Plenty of questions remain about the MBTA: What kind of social-distancing rules will there be for trains and buses, and how will trip frequencies change as corporate Boston eases back into its old commuting habits? Figuring these out will help business leaders decide who should stay home and who should come in.
Of these three hot-button issues, the Baker administration probably has the least control over virus testing. Rooney said chamber officials want to see a target date for when tests are widely and easily available for employers that want them — like, say, Labor Day, or Nov. 1.
Then there are the broader issues the chamber would like to see addressed this week: the precise public-health triggers that Baker will use to give the all-clear, for example, or more guidance about the kinds of businesses that might be allowed to open in any first phase, versus later periods.
Even if the new COVID-19 cases miraculously dissipate by May 18, don’t expect crowds to return to the Financial District or Kendall Square anytime soon. Like the Baker administration, many employers are also thinking about phased approaches, for their own workforces.
Take what’s happening at PwC’s Seaport office, where more than 3,000 people worked before COVID-19 arrived. John Farina, PwC’s Northeast managing partner, is planning the return-to-office scenarios for the accounting giant’s offices across the United States; none of them will reopen earlier than June 1. And when they do, the PwC US offices will initially be only at 15 percent of their previous capacity, similar to an approach the firm has taken in Shanghai.
Eventually, that number will grow, but Farina doubts PwC’s offices will be full again until a coronavirus vaccine is readily available. In the interim, PwC will employ social-distancing measures and regular deep-cleanings, mandate masks in the office and temperature scans at the door, and put a contact-tracing network to work to inform employees if they might have been exposed by a co-worker.
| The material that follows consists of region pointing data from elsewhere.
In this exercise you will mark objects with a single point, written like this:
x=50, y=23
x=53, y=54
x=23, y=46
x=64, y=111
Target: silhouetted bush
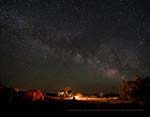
x=137, y=89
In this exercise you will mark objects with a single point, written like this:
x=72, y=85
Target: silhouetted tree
x=137, y=89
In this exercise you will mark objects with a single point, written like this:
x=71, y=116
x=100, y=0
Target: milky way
x=88, y=45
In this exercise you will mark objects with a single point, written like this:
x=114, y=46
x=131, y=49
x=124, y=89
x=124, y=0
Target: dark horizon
x=89, y=45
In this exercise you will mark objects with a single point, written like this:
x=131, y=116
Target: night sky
x=89, y=45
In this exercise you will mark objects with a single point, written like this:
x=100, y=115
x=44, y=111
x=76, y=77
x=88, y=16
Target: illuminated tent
x=33, y=95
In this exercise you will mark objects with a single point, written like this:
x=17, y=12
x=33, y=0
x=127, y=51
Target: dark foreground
x=73, y=106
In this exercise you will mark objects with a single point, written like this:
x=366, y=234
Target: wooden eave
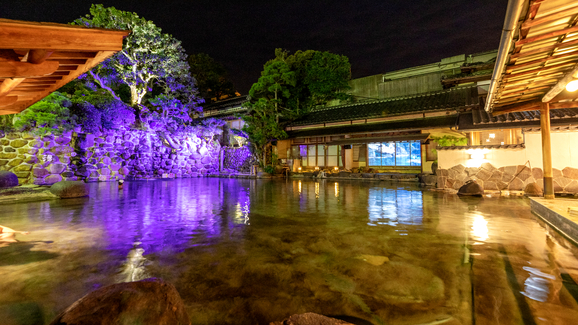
x=38, y=58
x=544, y=51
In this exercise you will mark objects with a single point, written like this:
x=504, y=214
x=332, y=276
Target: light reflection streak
x=394, y=206
x=299, y=187
x=537, y=284
x=480, y=228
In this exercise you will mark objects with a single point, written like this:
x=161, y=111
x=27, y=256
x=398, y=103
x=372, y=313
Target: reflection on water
x=537, y=284
x=480, y=228
x=251, y=251
x=387, y=206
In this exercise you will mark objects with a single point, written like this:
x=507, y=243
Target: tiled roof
x=226, y=103
x=478, y=118
x=496, y=146
x=450, y=99
x=415, y=124
x=482, y=117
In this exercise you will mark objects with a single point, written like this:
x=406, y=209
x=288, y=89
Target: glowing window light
x=480, y=228
x=477, y=157
x=572, y=86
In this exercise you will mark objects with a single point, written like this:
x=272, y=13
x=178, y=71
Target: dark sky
x=377, y=35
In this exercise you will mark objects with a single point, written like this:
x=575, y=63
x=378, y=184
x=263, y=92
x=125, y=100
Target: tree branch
x=103, y=84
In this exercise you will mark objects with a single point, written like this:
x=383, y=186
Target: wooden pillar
x=546, y=151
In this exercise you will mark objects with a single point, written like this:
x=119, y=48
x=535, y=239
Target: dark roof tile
x=450, y=99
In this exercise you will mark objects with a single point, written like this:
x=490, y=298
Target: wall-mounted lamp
x=572, y=86
x=477, y=157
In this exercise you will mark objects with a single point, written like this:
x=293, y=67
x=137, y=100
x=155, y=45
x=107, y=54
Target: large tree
x=150, y=64
x=212, y=78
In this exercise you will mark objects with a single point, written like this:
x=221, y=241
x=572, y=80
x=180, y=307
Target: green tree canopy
x=212, y=78
x=290, y=86
x=151, y=63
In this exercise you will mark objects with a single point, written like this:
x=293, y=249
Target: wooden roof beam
x=511, y=67
x=559, y=46
x=564, y=105
x=555, y=16
x=8, y=85
x=16, y=34
x=542, y=70
x=7, y=100
x=546, y=36
x=12, y=69
x=559, y=87
x=20, y=106
x=531, y=106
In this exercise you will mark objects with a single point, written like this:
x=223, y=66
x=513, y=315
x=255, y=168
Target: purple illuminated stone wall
x=237, y=159
x=109, y=156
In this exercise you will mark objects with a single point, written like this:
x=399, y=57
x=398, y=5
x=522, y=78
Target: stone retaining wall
x=113, y=155
x=513, y=178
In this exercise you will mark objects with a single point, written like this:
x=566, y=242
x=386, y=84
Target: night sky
x=377, y=36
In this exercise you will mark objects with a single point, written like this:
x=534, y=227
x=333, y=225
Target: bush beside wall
x=113, y=155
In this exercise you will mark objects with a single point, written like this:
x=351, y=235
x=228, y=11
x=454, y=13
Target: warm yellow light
x=477, y=157
x=572, y=86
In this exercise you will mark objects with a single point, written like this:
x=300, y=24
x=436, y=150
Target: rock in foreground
x=146, y=302
x=69, y=189
x=310, y=319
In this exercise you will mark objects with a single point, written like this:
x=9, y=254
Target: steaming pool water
x=256, y=251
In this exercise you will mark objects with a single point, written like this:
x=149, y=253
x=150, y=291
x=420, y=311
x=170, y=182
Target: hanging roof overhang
x=38, y=58
x=542, y=52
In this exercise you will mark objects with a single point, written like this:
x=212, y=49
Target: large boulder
x=69, y=189
x=8, y=179
x=310, y=319
x=532, y=189
x=146, y=302
x=471, y=188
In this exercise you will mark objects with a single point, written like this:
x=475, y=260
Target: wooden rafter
x=555, y=16
x=546, y=36
x=543, y=70
x=511, y=67
x=38, y=58
x=560, y=47
x=7, y=100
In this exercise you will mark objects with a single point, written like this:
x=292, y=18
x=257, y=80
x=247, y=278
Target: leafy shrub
x=50, y=115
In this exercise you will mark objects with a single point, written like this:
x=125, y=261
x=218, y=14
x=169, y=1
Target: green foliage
x=50, y=115
x=447, y=141
x=290, y=86
x=262, y=127
x=212, y=79
x=296, y=83
x=150, y=64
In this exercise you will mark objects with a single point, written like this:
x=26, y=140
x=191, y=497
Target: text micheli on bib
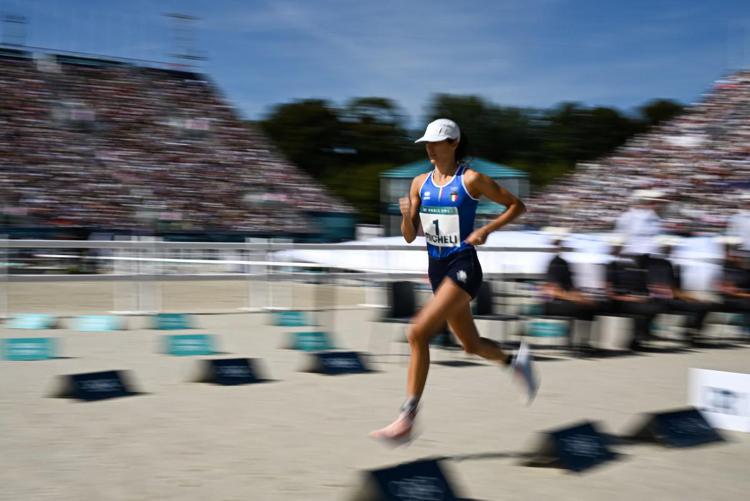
x=441, y=226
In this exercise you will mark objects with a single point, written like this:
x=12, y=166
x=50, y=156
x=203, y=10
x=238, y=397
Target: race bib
x=441, y=226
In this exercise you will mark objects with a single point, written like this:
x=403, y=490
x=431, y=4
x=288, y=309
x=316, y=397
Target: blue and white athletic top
x=447, y=214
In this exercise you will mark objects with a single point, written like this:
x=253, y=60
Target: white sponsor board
x=722, y=397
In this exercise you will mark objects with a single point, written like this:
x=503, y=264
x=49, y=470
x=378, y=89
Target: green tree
x=659, y=110
x=308, y=132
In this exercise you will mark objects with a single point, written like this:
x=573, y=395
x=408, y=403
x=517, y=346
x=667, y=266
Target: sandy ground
x=304, y=436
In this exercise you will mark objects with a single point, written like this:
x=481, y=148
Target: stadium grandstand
x=90, y=144
x=700, y=161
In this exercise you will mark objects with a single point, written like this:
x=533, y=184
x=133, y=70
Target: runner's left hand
x=477, y=237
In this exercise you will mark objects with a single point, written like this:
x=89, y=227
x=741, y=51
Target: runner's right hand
x=404, y=204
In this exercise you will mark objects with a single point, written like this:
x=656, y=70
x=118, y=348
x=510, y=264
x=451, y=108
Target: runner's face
x=442, y=151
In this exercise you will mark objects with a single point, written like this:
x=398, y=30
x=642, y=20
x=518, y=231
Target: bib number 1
x=441, y=226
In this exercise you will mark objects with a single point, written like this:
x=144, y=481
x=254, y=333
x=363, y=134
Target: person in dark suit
x=665, y=288
x=628, y=294
x=563, y=299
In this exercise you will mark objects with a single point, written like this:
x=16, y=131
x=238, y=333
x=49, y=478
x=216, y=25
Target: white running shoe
x=523, y=369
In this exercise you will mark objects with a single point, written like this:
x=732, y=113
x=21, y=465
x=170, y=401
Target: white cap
x=616, y=240
x=557, y=232
x=667, y=241
x=440, y=130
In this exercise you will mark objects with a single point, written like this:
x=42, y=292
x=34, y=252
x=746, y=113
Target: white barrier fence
x=137, y=267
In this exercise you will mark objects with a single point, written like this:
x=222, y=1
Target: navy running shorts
x=463, y=268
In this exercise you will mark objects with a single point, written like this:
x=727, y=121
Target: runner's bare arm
x=409, y=207
x=481, y=185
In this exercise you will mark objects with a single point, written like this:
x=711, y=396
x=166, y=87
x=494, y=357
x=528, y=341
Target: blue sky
x=513, y=52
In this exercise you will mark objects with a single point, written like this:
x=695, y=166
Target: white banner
x=722, y=397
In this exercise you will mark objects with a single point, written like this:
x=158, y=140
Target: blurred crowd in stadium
x=86, y=142
x=699, y=162
x=104, y=144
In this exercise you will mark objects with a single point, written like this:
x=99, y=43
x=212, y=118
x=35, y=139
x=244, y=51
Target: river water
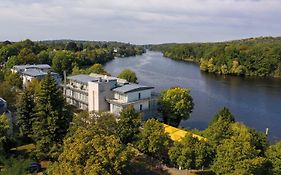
x=255, y=102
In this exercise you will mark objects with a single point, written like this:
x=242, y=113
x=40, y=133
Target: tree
x=219, y=127
x=175, y=104
x=71, y=46
x=51, y=119
x=13, y=79
x=273, y=153
x=4, y=127
x=8, y=93
x=153, y=140
x=25, y=112
x=190, y=153
x=128, y=75
x=239, y=155
x=128, y=125
x=63, y=61
x=90, y=152
x=107, y=122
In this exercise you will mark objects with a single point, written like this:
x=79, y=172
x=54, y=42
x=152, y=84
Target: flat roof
x=36, y=73
x=30, y=66
x=177, y=134
x=131, y=88
x=82, y=78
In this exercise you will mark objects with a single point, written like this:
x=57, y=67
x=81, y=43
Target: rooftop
x=32, y=66
x=131, y=88
x=36, y=72
x=82, y=78
x=177, y=134
x=109, y=78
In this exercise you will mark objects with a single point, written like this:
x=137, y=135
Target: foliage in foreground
x=90, y=152
x=128, y=125
x=175, y=104
x=190, y=153
x=153, y=140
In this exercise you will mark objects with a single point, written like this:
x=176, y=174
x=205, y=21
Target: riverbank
x=255, y=102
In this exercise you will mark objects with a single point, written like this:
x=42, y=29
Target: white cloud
x=139, y=21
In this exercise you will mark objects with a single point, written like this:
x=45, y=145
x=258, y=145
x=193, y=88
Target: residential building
x=30, y=72
x=100, y=93
x=22, y=68
x=4, y=110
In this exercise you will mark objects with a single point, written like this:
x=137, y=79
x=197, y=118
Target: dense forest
x=63, y=54
x=248, y=57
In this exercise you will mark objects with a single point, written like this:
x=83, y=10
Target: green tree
x=4, y=127
x=107, y=122
x=8, y=93
x=190, y=153
x=25, y=112
x=219, y=127
x=98, y=69
x=128, y=75
x=128, y=125
x=239, y=155
x=153, y=140
x=175, y=104
x=71, y=46
x=51, y=119
x=90, y=152
x=13, y=79
x=63, y=61
x=273, y=153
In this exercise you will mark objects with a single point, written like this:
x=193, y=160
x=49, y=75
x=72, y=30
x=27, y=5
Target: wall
x=134, y=96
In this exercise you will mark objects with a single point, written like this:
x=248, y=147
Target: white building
x=104, y=93
x=4, y=110
x=30, y=72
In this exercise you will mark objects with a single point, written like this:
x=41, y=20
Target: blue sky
x=139, y=21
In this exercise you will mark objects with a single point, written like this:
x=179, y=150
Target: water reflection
x=256, y=102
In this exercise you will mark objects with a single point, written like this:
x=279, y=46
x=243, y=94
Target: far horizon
x=82, y=40
x=140, y=22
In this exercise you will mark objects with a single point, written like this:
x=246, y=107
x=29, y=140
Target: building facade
x=101, y=93
x=30, y=72
x=4, y=110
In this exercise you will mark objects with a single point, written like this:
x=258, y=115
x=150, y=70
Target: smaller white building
x=4, y=110
x=101, y=93
x=22, y=68
x=139, y=96
x=30, y=72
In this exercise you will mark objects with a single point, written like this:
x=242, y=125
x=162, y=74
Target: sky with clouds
x=139, y=21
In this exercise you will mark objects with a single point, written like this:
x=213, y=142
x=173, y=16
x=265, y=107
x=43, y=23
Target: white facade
x=102, y=93
x=30, y=72
x=21, y=68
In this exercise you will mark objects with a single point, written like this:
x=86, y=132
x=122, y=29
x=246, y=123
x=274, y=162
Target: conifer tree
x=51, y=118
x=25, y=112
x=128, y=125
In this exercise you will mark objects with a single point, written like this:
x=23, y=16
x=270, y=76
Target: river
x=255, y=102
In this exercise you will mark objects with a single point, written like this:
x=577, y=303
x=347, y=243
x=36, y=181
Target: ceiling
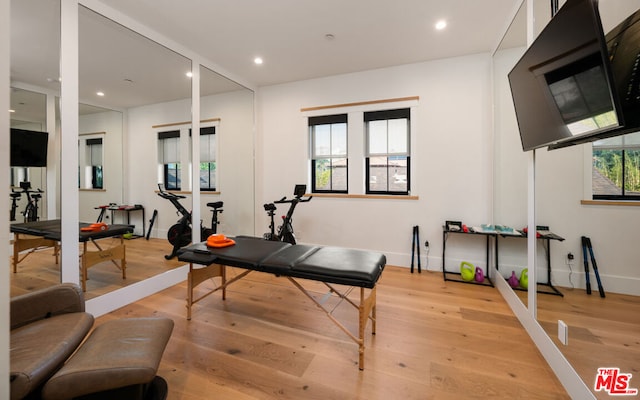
x=290, y=35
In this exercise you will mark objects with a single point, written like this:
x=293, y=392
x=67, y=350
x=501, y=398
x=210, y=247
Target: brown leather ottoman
x=120, y=359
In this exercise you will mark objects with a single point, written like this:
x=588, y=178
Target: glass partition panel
x=127, y=84
x=597, y=336
x=510, y=163
x=226, y=157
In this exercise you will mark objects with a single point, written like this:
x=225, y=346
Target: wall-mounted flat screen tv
x=569, y=87
x=28, y=148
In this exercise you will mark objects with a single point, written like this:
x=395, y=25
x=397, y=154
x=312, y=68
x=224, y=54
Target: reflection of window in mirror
x=169, y=159
x=616, y=168
x=91, y=156
x=208, y=157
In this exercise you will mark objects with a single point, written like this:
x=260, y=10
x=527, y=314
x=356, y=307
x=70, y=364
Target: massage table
x=329, y=265
x=34, y=235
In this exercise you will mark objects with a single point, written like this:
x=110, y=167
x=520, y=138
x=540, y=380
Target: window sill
x=363, y=196
x=631, y=203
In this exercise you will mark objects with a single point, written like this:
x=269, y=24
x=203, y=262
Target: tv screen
x=565, y=88
x=28, y=148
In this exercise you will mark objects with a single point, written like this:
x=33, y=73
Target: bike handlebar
x=166, y=195
x=295, y=199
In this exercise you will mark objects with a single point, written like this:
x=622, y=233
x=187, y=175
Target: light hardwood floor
x=434, y=340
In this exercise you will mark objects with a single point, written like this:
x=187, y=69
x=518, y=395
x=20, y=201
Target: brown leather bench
x=120, y=359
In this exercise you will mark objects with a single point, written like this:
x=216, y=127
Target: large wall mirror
x=35, y=87
x=563, y=178
x=130, y=88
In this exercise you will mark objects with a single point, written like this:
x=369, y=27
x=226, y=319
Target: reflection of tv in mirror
x=568, y=87
x=28, y=148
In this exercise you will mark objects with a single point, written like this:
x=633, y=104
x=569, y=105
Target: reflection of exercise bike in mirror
x=30, y=212
x=15, y=196
x=179, y=234
x=285, y=231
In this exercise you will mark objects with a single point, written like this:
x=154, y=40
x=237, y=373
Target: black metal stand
x=456, y=275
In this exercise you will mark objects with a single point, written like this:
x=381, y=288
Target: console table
x=456, y=276
x=495, y=236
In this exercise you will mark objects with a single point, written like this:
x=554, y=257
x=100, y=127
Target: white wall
x=451, y=155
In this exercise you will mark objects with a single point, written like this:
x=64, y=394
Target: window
x=208, y=165
x=329, y=163
x=387, y=152
x=616, y=168
x=94, y=147
x=91, y=161
x=169, y=158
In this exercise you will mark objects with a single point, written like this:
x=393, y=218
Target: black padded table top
x=327, y=264
x=52, y=230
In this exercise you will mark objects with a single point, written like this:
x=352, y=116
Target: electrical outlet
x=569, y=259
x=563, y=332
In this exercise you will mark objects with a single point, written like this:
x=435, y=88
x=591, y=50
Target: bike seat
x=216, y=204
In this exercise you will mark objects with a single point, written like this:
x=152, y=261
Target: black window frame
x=169, y=185
x=97, y=171
x=209, y=130
x=624, y=195
x=327, y=120
x=400, y=113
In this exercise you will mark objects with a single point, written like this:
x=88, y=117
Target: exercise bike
x=15, y=196
x=30, y=212
x=285, y=231
x=179, y=234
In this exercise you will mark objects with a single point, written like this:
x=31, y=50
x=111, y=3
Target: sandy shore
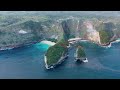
x=48, y=42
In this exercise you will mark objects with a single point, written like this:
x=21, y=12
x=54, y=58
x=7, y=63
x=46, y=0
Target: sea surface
x=28, y=63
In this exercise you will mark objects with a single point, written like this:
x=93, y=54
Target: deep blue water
x=27, y=62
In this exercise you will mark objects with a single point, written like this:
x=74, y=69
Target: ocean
x=28, y=63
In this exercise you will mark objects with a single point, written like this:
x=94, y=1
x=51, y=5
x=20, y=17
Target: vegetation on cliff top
x=104, y=37
x=55, y=52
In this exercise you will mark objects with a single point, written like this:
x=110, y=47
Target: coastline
x=48, y=42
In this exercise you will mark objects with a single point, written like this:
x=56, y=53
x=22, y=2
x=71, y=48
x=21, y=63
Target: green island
x=54, y=53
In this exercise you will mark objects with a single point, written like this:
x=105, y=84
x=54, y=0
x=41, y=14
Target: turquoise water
x=27, y=62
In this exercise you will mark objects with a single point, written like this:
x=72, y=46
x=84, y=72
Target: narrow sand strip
x=48, y=42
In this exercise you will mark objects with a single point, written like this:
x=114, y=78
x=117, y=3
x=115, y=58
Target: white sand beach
x=48, y=42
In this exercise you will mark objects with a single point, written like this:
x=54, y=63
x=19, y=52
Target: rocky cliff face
x=34, y=31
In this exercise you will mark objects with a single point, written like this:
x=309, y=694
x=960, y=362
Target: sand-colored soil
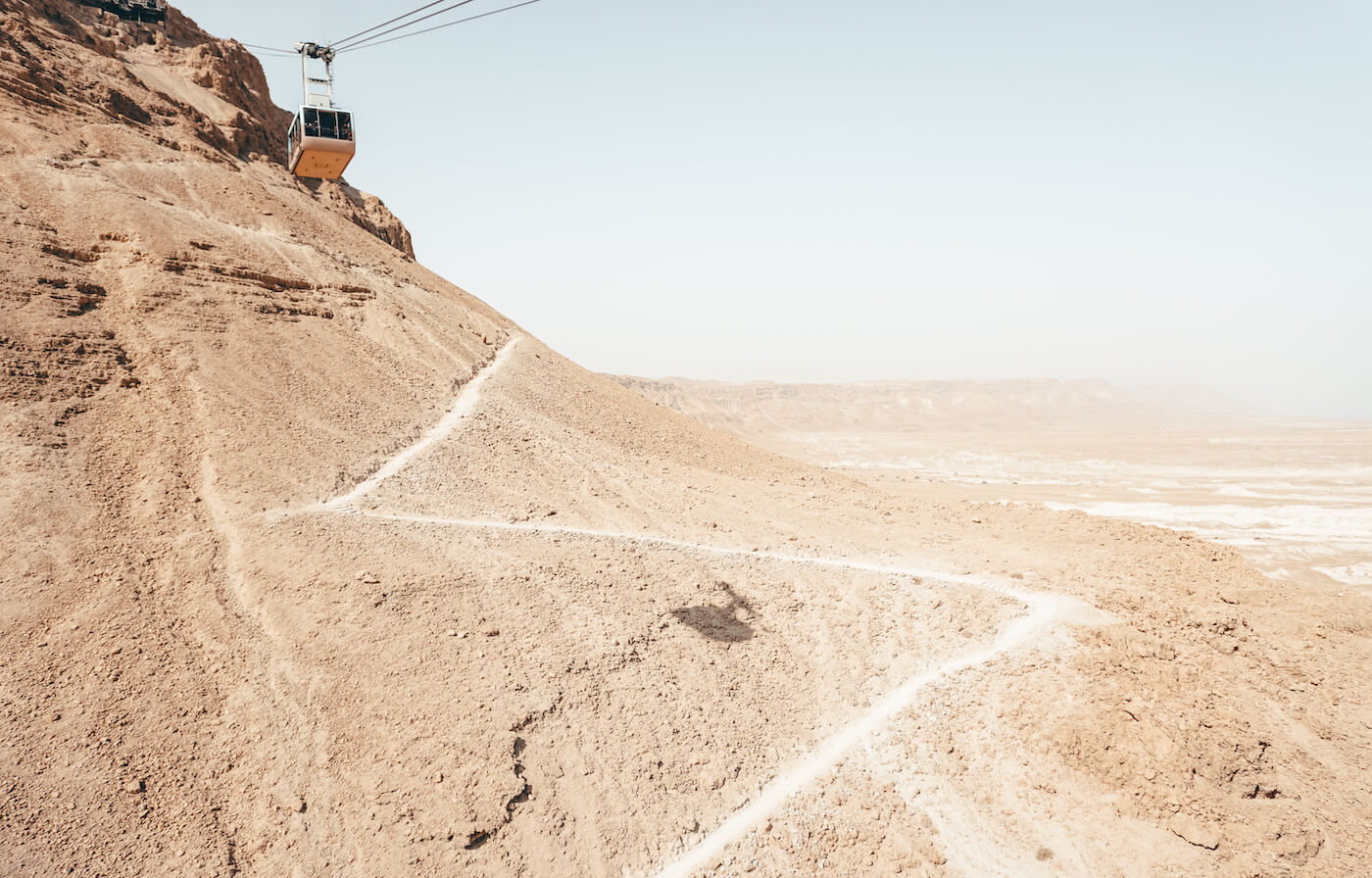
x=313, y=564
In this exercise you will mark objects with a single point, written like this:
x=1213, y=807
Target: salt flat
x=1294, y=498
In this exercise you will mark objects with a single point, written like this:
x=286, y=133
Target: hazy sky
x=1146, y=192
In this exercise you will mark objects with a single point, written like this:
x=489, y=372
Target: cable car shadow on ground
x=720, y=623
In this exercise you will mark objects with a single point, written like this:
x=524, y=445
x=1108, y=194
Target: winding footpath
x=1043, y=610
Steve DiFillippo is also trying to make the same kind of adjustments for his Davio’s restaurant group, while playing a key role in the broader debate as a member of Baker’s advisory board. All Davio’s locations are closed. Even if Baker lets them reopen after May 18, DiFillippo said he’d be likely to wait a few weeks to be adequately prepared. Most companies, he said, need at least a couple weeks’ notice. He said the board members are working on some of the issues that Rooney raised.
Senator Eric Lesser, cochairman of the Legislature’s economic development committee, said the chamber makes valid points: Reopening decisions need to be made in a transparent way, with the reasoning made public as soon as possible. The debate over essential businesses, he said, has already raised questions about fairness, with many mom-and-pops closed while many big chains stay open.
The bottom line: Shutting down the state’s economy, while painful, was relatively easy. Reopening it will be far more complicated for everyone involved.